You don’t need to be an anthropologist to see that the evaporation of a shared information foundation has led us into paranoid tribalism that thrives on scandal, sensationalism and superstition.
Along with newspapers and magazines, actual paper based books are becoming more rare every day.
When I see anyone reading an actual book in public, especially someone under 45, I have to restrain myself from publicly congratulating them. I have been guilty of interrupting them and (almost) commending them for single-handedly saving literacy. (1*)
Related to literacy, have you noticed the handwriting of most people under forty?
Thanks to the demise of cursive writing, no one has a distinctive – or even legible – signature any more.
Most hand writing is either a scrawl or the block-printing of a second grader.
This is a story repeated over and over in human history (and yes, the study and knowledge of history is rapidly losing value) – a decline in literacy, combined with the inability to write clearly and coherently leads inevitably to a decline in the ability to solve problems and think creatively and critically.
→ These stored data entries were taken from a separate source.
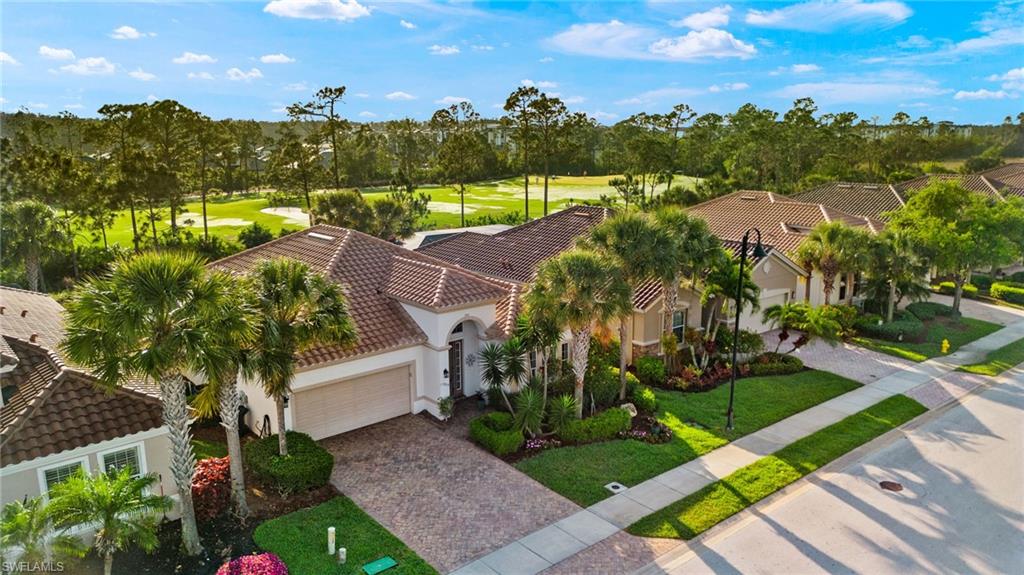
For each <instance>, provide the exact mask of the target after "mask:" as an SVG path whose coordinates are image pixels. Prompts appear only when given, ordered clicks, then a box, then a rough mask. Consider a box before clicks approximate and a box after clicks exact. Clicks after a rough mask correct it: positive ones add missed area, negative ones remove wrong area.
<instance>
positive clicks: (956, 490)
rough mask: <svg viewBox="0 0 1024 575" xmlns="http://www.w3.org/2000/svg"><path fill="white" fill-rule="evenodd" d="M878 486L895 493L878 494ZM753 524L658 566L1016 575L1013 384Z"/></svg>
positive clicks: (1021, 436)
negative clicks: (894, 486) (670, 560)
mask: <svg viewBox="0 0 1024 575" xmlns="http://www.w3.org/2000/svg"><path fill="white" fill-rule="evenodd" d="M883 480H889V481H896V482H899V483H900V484H902V485H903V487H904V490H903V491H902V492H899V493H893V492H889V491H884V490H882V489H881V488H880V487H879V482H880V481H883ZM754 515H755V517H753V518H751V520H750V521H741V522H739V523H737V524H736V525H735V526H734V527H732V528H727V529H726V530H725V531H724V532H723V533H722V534H721V535H720V536H713V537H711V538H709V539H708V540H707V541H706V542H705V544H702V545H697V546H696V547H695V550H676V551H674V552H671V554H670V555H669V556H667V557H665V558H662V561H659V562H658V563H659V565H662V566H664V567H665V568H666V569H667V570H668V572H669V573H673V574H683V573H685V574H687V575H689V574H693V573H772V574H776V573H777V574H787V575H788V574H804V573H864V574H888V573H899V574H900V575H911V574H916V573H957V574H962V573H998V574H1004V573H1008V574H1024V375H1020V374H1018V375H1016V377H1014V378H1013V379H1012V380H1011V381H1010V382H1009V383H1004V384H999V385H996V386H993V387H991V388H989V389H988V390H986V391H984V392H983V393H981V394H979V395H976V396H974V397H971V398H969V399H968V400H967V401H966V402H965V403H964V404H963V405H959V406H956V407H954V408H952V409H950V410H948V411H946V412H945V413H943V414H942V415H941V416H939V417H938V418H936V419H933V421H931V422H929V423H927V424H925V425H924V426H922V427H920V428H918V429H915V430H913V431H911V432H910V433H909V434H908V436H907V437H905V438H901V439H899V440H897V441H896V442H894V443H892V444H890V445H888V446H886V447H884V448H882V449H880V450H879V451H876V452H873V453H870V454H869V455H867V456H865V457H864V458H862V459H860V460H859V461H856V462H854V463H853V465H851V466H850V467H848V468H846V469H845V470H842V471H840V472H839V473H837V474H835V475H833V476H830V477H828V478H827V479H826V480H820V479H818V480H814V481H813V484H812V485H810V486H808V487H807V488H805V489H802V490H799V491H796V492H795V493H793V494H792V495H791V496H787V497H786V498H783V499H781V500H780V501H778V502H775V503H772V504H771V505H769V506H767V507H766V508H765V511H764V512H756V513H755V514H754ZM667 560H671V562H667ZM651 571H653V570H652V569H650V567H648V569H646V570H644V572H645V573H649V572H651Z"/></svg>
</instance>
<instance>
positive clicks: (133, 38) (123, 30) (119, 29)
mask: <svg viewBox="0 0 1024 575" xmlns="http://www.w3.org/2000/svg"><path fill="white" fill-rule="evenodd" d="M142 36H143V35H142V33H141V32H139V31H137V30H135V29H134V28H132V27H130V26H122V27H119V28H115V29H114V32H112V33H111V38H113V39H115V40H138V39H139V38H141V37H142Z"/></svg>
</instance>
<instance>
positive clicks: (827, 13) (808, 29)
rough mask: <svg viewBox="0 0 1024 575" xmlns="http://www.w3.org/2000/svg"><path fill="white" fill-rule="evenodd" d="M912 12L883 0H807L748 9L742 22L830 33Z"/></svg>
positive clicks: (865, 25) (895, 18)
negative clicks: (864, 0)
mask: <svg viewBox="0 0 1024 575" xmlns="http://www.w3.org/2000/svg"><path fill="white" fill-rule="evenodd" d="M911 14H913V10H911V9H910V8H909V7H908V6H907V5H906V4H904V3H903V2H897V1H891V0H884V1H880V2H864V1H862V0H811V1H809V2H803V3H801V4H793V5H790V6H785V7H783V8H776V9H774V10H754V9H751V10H748V11H746V17H745V20H746V24H749V25H751V26H760V27H764V28H775V29H780V30H799V31H802V32H831V31H834V30H837V29H840V28H844V29H849V28H851V27H852V28H866V27H887V26H894V25H897V24H899V23H901V21H903V20H905V19H907V18H908V17H910V15H911Z"/></svg>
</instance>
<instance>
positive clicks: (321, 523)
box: [253, 495, 437, 575]
mask: <svg viewBox="0 0 1024 575" xmlns="http://www.w3.org/2000/svg"><path fill="white" fill-rule="evenodd" d="M328 527H334V528H335V532H336V533H337V544H338V547H345V548H346V550H347V554H348V559H347V561H346V563H345V564H344V565H338V562H337V559H336V558H334V557H331V556H329V555H327V528H328ZM253 540H254V541H255V542H256V544H257V545H259V546H260V547H262V548H263V549H264V550H267V551H270V552H272V554H275V555H276V556H278V557H280V558H281V559H282V561H284V562H285V565H287V566H288V572H289V573H290V574H291V575H330V574H342V573H345V574H348V573H352V574H355V573H359V574H361V573H362V569H361V567H362V566H364V565H366V564H368V563H370V562H372V561H376V560H378V559H381V558H383V557H385V556H388V557H391V558H392V559H394V560H395V561H396V562H397V563H398V566H397V567H396V568H394V569H393V570H389V571H388V572H387V573H395V574H399V573H400V574H402V575H421V574H429V573H433V574H436V573H437V572H436V571H435V570H434V568H432V567H430V565H428V564H427V562H425V561H423V560H422V559H420V556H418V555H416V552H415V551H413V549H410V548H409V547H407V546H406V544H404V543H402V542H401V541H400V540H398V538H397V537H395V536H394V535H392V534H391V533H390V532H389V531H388V530H387V529H384V528H383V527H381V525H380V524H378V523H377V522H376V521H374V520H373V518H371V517H370V516H368V515H367V514H366V513H364V511H362V510H360V508H359V507H358V506H357V505H356V504H355V503H353V502H352V501H351V499H349V498H348V497H345V496H343V495H339V496H338V497H335V498H334V499H331V500H330V501H328V502H326V503H321V504H319V505H316V506H314V507H309V508H305V510H300V511H297V512H295V513H291V514H288V515H286V516H282V517H279V518H276V519H271V520H270V521H267V522H265V523H263V524H262V525H260V526H259V527H257V528H256V531H255V532H254V533H253Z"/></svg>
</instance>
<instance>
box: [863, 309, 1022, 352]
mask: <svg viewBox="0 0 1024 575" xmlns="http://www.w3.org/2000/svg"><path fill="white" fill-rule="evenodd" d="M1001 328H1002V326H1001V325H999V324H997V323H990V322H988V321H982V320H980V319H974V318H972V317H963V316H962V317H961V318H959V319H953V318H950V317H942V316H939V317H936V318H935V319H930V320H928V321H926V322H925V341H924V342H888V341H885V340H876V339H872V338H854V339H853V342H854V343H856V344H857V345H860V346H863V347H865V348H868V349H872V350H876V351H880V352H882V353H888V354H889V355H895V356H896V357H902V358H905V359H909V360H911V361H925V360H926V359H929V358H931V357H936V356H939V355H942V340H949V353H953V352H954V351H956V350H957V349H959V348H961V346H965V345H967V344H970V343H971V342H973V341H975V340H977V339H979V338H984V337H985V336H987V335H989V334H992V333H994V331H998V330H999V329H1001Z"/></svg>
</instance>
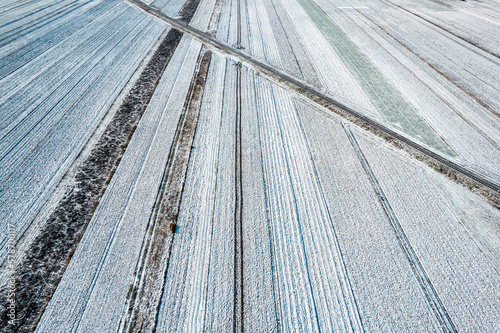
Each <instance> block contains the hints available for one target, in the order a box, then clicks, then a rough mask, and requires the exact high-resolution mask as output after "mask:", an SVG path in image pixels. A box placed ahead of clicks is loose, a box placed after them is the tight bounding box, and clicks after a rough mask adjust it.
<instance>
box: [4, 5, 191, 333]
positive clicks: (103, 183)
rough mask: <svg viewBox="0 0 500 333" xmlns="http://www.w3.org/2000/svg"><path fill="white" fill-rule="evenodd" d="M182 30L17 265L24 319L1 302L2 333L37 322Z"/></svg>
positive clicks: (53, 212)
mask: <svg viewBox="0 0 500 333" xmlns="http://www.w3.org/2000/svg"><path fill="white" fill-rule="evenodd" d="M198 2H199V0H191V1H189V2H188V3H189V4H190V5H191V6H190V7H189V6H188V7H189V8H188V9H184V10H181V12H182V13H183V14H184V15H185V16H183V17H184V21H189V20H190V19H191V17H192V15H193V14H194V10H195V9H196V6H194V7H193V5H192V4H193V3H196V4H197V3H198ZM182 35H183V34H182V32H180V31H178V30H176V29H171V30H170V31H169V32H168V33H167V35H166V36H165V38H164V39H163V41H161V43H160V44H159V46H158V48H157V50H156V51H155V53H154V54H153V56H152V57H151V59H150V60H149V62H148V63H147V65H146V66H145V68H144V70H143V71H142V73H141V74H140V76H139V78H138V79H137V81H136V82H135V83H134V85H133V87H132V88H131V90H130V91H129V92H128V94H127V95H126V97H125V98H124V100H123V102H122V104H121V106H120V107H119V108H118V110H117V111H116V114H115V115H114V117H113V119H112V120H111V122H110V124H109V125H108V126H107V127H106V129H105V130H104V133H103V135H102V136H101V137H100V139H99V140H98V142H97V144H96V146H95V147H94V148H93V149H92V151H91V153H90V156H89V157H88V158H87V159H86V160H85V161H84V162H83V163H82V164H81V165H80V166H79V167H78V169H77V172H76V176H75V183H76V185H75V186H74V187H73V188H71V189H70V190H68V191H67V193H66V194H65V195H64V197H63V198H62V199H61V201H60V202H59V204H58V206H57V208H56V209H55V210H54V212H53V213H52V214H51V215H50V217H49V218H48V220H47V222H46V224H45V226H44V227H43V228H42V230H41V231H40V234H39V235H38V236H37V237H36V238H35V240H34V241H33V243H32V245H31V246H30V248H29V249H28V250H27V251H26V253H25V254H24V256H23V259H22V260H21V262H20V264H19V265H18V266H17V267H16V268H15V271H14V273H13V279H14V284H15V294H16V305H17V306H16V316H17V318H22V320H16V321H15V323H14V324H13V325H11V324H10V322H9V321H8V317H7V314H8V313H7V308H6V307H2V308H1V309H0V332H9V331H13V332H21V331H22V332H25V331H26V332H28V331H33V330H34V328H35V327H36V324H37V323H38V320H39V319H40V317H41V315H42V313H43V311H44V309H45V306H46V304H47V303H48V301H49V299H50V298H51V296H52V294H53V292H54V290H55V289H56V287H57V285H58V283H59V281H60V279H61V277H62V275H63V273H64V271H65V269H66V267H67V265H68V263H69V261H70V260H71V257H72V255H73V253H74V251H75V250H76V247H77V245H78V242H79V241H80V239H81V238H82V236H83V233H84V232H85V229H86V227H87V225H88V223H89V221H90V219H91V217H92V215H93V213H94V211H95V209H96V207H97V205H98V203H99V200H100V198H101V197H102V195H103V193H104V191H105V190H106V186H107V185H108V183H109V181H110V180H111V177H112V176H113V174H114V172H115V170H116V168H117V167H118V164H119V163H120V159H121V156H122V155H123V153H124V151H125V150H126V148H127V146H128V143H129V141H130V139H131V137H132V135H133V134H134V131H135V129H136V126H137V124H138V122H139V120H140V119H141V117H142V114H143V113H144V110H145V109H146V106H147V105H148V103H149V100H150V99H151V96H152V95H153V92H154V91H155V89H156V86H157V84H158V82H159V80H160V78H161V75H162V73H163V71H164V70H165V68H166V66H167V64H168V62H169V60H170V58H171V57H172V55H173V53H174V51H175V49H176V47H177V44H178V43H179V41H180V39H181V37H182ZM7 297H8V291H7V290H6V289H5V288H4V289H2V290H1V291H0V303H2V304H7V302H6V299H7Z"/></svg>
We are surrounded by our devices – and more and more of us, professionally or personally, rely on them for our next move. We are literally lost without our GPS, our devices are “smarter” than we are (or at least have access to more knowledge than we ever could).
Each day another industry is taken over by drones or robots, even work is becoming obsolete.
Welcome to the future.
(1*) And, just to emphasize what a prehistoric linguistic nerd I have become, I get excited when I get an email or note that is grammatically correct and with every word spelled right.